10. It is important to note that because of early censoring and incomplete hospital disposition data, we cannot make definitive inferences about outcomes. We will do an update on full outcomes in 30 days. This study to define the rate of AKI, timing and risk factors.

11 The goal of this study was a broad description of AKI in COVID-19 patients. We believe that it is very important this information becomes available rapidly for clinicians. A full assessment of all patients’ outcomes will require a longer period of time to allow for disease processes to fully play out.

                                               (Our chief and associate chief in action)

12 What limitations do we have? 1. The cause of AKI were not fully elucidated. 2. Since this is an observational study, we will not be able to make causal inferences between exposures and AKI. 3. CKD could not be assessed given EHR data mining.

13 What are the strengths of the study? This is the largest cohort to date of hospitalized patients with COVID-19 with a focus on AKI. Our identification of AKI is consistent with guidelines, well-validated and automatically calculated in real-time for almost 1 year.

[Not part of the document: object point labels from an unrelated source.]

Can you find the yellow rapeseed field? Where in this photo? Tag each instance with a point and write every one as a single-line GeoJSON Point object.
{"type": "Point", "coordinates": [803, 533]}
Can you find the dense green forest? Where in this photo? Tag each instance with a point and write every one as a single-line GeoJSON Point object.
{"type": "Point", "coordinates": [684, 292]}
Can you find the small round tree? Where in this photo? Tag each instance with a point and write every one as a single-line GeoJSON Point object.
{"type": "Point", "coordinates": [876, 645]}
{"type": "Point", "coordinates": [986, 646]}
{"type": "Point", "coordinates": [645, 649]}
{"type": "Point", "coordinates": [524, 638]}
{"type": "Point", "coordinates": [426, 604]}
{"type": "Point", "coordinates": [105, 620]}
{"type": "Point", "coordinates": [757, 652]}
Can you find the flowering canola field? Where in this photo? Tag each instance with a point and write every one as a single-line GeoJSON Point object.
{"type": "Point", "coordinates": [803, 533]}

Cause of AKI- likely ischemic ATN( but AKI can come in various variants as noted on my prior post but a recent NEJM article also highlights potential involvement of ACE2 and renal tropism in AKI seen with COVID-19. In addition, there is an excellent CPC this week in NEJM on AKI with COVID-19.

Check out the above updates and tweetorial by first author Jia Ng, MD

I want to share our new paper “Acute kidney injury in patients hospitalized with COVID-19”. @kidney_int @hofstrakidney @hofstramed @jam_hirsch @danielwross4 @purvasharma821 @hiteshhshah Richard Barnett @gracezra1 @sfishbane @kdjhaveri https://t.co/XzvPa1vKtk

[THREAD] pic.twitter.com/Rq24N6XrLR

— Jia Hwei Ng, MD, MSCE (@jiahweing) May 14, 2020

The real heroes of our renal fight against COVID-19- our dialysis nurses and technicians!